Care redesign is happening. These organizations have successfully implemented redesigned care protocols in accordance with Centers for Medicare & Medicaid Services (CMS) requirements. Protocols for medical and surgical bundles appear quite different from one another, with bundles for medical diagnoses, such as congestive heart failure, requiring more intensive interventions. Protocols now extend to settings beyond discharge, and analysis of CMS claims data verifies that participants have shifted care to lower-cost settings such as home health care.
Alignment with post-acute providers is working. Most of the organizations in BPCI that we looked at are hospitals focusing on post-acute costs, which typically represent the largest opportunity to generate savings. This focus has resulted in the creation of formal partnerships with post-acute care providers. Hospitals have been successful in shifting care to lower-cost settings after discharge, with some reducing length of stay in skilled nursing facilities. Regular meetings with post-acute care providers have been key to engaging them and changing practice patterns.
Patient care is improving. All of the organizations have seen improvements in a variety of clinical indicators. Some have reduced readmission rates by up to 50 percent from the prior year. One hospital participating in a joint replacement bundle has increased the percentage of readmissions that return to the hospital rather than go elsewhere from 30 to 100 percent, allowing the hospital’s clinical team to more closely monitor patients and identify new ways to decrease readmissions.

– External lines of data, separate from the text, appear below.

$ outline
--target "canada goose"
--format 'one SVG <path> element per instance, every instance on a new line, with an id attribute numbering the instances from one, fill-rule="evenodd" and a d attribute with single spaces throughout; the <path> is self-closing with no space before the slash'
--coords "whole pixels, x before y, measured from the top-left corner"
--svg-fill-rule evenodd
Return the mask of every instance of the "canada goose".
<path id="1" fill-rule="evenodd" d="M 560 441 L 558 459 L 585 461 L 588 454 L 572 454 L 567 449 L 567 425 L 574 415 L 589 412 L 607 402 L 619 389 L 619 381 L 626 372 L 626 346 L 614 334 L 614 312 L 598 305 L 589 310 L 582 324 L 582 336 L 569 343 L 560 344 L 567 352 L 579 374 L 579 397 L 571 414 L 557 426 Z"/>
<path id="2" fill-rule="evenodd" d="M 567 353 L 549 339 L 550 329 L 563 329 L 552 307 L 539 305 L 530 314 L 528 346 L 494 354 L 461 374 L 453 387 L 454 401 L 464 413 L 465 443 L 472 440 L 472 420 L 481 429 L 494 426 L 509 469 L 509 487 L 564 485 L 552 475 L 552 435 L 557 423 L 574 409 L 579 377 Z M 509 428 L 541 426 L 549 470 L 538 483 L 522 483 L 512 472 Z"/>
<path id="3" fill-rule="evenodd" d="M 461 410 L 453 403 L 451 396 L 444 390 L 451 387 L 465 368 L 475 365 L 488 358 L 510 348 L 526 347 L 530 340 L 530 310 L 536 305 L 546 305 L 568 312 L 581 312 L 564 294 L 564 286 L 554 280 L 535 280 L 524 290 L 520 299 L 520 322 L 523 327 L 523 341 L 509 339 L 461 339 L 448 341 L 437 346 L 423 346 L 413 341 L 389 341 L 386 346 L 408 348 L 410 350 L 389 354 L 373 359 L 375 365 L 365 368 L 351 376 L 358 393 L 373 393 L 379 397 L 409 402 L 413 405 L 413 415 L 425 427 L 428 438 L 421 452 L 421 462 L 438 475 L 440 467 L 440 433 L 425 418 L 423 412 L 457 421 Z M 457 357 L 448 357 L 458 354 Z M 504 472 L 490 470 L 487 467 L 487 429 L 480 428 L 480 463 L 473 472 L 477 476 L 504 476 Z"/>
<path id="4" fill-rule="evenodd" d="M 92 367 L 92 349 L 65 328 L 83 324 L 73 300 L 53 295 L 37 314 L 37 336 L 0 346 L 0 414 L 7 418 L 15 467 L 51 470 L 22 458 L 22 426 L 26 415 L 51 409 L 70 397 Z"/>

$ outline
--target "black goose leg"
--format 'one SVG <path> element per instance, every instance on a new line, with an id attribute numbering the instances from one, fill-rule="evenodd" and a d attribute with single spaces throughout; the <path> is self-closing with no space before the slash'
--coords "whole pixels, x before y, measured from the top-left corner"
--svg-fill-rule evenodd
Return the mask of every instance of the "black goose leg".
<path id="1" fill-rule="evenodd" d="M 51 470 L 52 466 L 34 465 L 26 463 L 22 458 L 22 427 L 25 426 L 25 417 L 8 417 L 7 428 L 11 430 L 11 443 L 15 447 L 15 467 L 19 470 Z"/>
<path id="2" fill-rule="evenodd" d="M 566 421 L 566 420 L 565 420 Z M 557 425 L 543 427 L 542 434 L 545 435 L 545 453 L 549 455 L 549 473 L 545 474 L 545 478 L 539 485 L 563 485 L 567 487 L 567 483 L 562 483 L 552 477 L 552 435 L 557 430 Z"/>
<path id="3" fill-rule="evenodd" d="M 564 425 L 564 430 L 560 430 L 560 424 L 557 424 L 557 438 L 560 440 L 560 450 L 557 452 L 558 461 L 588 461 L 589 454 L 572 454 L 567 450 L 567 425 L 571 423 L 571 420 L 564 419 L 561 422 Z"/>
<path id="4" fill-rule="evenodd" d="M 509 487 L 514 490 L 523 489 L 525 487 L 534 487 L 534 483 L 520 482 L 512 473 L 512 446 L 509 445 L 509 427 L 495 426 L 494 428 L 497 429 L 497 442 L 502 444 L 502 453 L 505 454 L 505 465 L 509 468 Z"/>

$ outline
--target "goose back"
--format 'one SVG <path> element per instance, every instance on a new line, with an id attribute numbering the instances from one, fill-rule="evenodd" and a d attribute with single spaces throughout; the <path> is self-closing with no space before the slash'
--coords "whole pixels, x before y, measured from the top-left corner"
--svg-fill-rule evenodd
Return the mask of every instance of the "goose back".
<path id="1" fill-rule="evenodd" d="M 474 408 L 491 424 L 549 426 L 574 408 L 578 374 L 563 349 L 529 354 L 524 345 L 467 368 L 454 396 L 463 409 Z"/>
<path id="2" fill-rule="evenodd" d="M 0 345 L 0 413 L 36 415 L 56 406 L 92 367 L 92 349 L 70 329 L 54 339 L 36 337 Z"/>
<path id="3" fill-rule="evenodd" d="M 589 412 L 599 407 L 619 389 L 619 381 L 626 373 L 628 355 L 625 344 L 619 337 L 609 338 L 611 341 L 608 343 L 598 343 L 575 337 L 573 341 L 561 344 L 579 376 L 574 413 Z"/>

Medicare costs are down; internal cost savings vary. All of the organizations have seen a decline in average cost per episode, as well as a change in the distribution of costs over an episode (e.g., a higher proportion of the total going to home health compared with skilled nursing).
Internal cost savings are more variable, depending on how much the organization previously has done to reduce cost. Physicians have not yet focused on internal costs, but may start to do so when they see the additional opportunity to share in savings.
Gainsharing can be meaningful. Among physicians who are participating in gainsharing, incentive payments account for as much as 10 percent of compensation.
BPCI participants should continue to focus on engaging physician and post-acute care partners, given the significant influence of those entities on the success or failure of care bundles.
CMS must like the results it is seeing from BPCI. The agency has proposed the Comprehensive Care for Joint Replacement (CCJR) program (see exhibit above), which is scheduled to launch in January 2016 and will require all hospitals in 75 regions to accept a bundled payment for hip and knee replacements during a five-year period.
CCJR participants can draw on the experience of BPCI participants, given the similarities between the programs.